Gleick begins with the tale of colonial European explorers and their fascination with African talking drums and their observed use to send complex and widely understood messages back and forth between villages far apart, and over even longer distances by relay. Gleick transitions from the information implications of such drum signaling to the impact of the arrival of long distance telegraph and then telephone communication to the commercial and social prospects of the industrial age west.
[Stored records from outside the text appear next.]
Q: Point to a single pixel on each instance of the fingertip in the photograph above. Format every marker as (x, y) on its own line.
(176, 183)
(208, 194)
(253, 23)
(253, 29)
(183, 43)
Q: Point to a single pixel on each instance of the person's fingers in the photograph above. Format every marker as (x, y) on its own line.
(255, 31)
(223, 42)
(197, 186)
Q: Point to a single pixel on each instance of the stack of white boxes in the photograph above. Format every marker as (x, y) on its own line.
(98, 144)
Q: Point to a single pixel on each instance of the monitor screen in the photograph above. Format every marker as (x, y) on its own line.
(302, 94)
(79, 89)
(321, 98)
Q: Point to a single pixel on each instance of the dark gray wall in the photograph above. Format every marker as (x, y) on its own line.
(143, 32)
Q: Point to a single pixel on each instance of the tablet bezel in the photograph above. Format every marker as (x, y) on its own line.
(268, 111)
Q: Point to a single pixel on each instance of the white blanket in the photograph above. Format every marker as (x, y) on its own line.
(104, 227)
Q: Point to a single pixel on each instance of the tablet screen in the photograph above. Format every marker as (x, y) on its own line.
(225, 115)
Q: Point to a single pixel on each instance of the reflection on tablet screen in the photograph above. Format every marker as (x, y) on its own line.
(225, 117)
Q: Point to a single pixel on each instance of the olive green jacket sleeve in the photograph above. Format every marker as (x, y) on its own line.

Research to improve these technologies ultimately led to our understanding the essentially digital nature of information, quantized down to the unit of the bit (or qubit).
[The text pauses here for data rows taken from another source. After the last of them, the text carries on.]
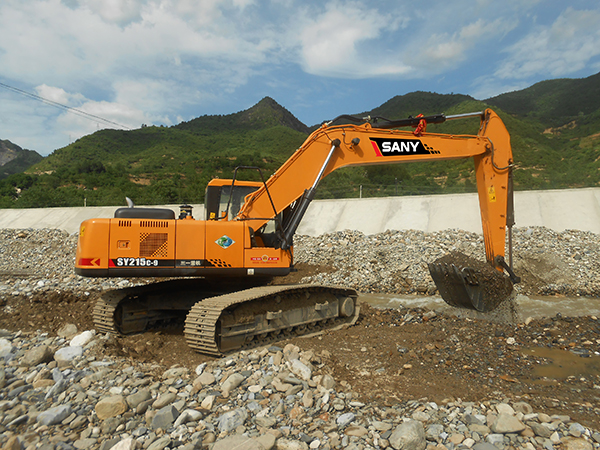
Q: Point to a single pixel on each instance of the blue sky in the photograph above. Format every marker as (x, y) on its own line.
(165, 61)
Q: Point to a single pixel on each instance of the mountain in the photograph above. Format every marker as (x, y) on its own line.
(554, 127)
(13, 159)
(553, 103)
(265, 114)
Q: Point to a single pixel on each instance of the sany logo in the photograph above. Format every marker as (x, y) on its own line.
(399, 147)
(224, 241)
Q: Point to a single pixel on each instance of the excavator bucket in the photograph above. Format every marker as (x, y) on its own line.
(465, 282)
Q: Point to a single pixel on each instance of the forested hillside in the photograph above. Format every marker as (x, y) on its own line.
(554, 127)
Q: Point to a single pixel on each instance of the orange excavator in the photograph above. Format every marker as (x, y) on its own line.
(219, 268)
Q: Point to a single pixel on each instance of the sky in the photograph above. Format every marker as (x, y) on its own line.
(71, 67)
Starting with the development of symbolic written language (and the eventual perceived need for a dictionary), Gleick examines the history of intellectual insights central to information theory, detailing the key figures responsible such as Claude Shannon, Charles Babbage, Ada Byron, Samuel Morse, Alan Turing, Stephen Hawking, Richard Dawkins and John Archibald Wheeler. The author also delves into how digital information is now being understood in relation to physics and genetics. Following the circulation of Claude Shannon's ''A Mathematical Theory of Communication'' and Norbert Wiener's ''Cybernetics'' many disciplines attempted to jump on the information theory bandwagon to varying success. Information theory concepts of data compression and error correction became especially important to the computer and electronics industries.
Gleick finally discusses Wikipedia as an emerging internet based Library of Babel, investigating the implications of its expansive user generated content, including the ongoing struggle between inclusionists, deletionists, and vandals. Gleick uses the Jimmy Wales created article for the Cape Town butchery restaurant Mzoli's as a case study of this struggle. The flood of information humanity is now exposed to presents new challenges Gleick says, as we retain more of our information now than at any previous point in human history, it takes much more effort to delete or remove unwanted information than to accumulate it. This is the ultimate entropy cost of generating additional information and the answer to slay Maxwell's Demon.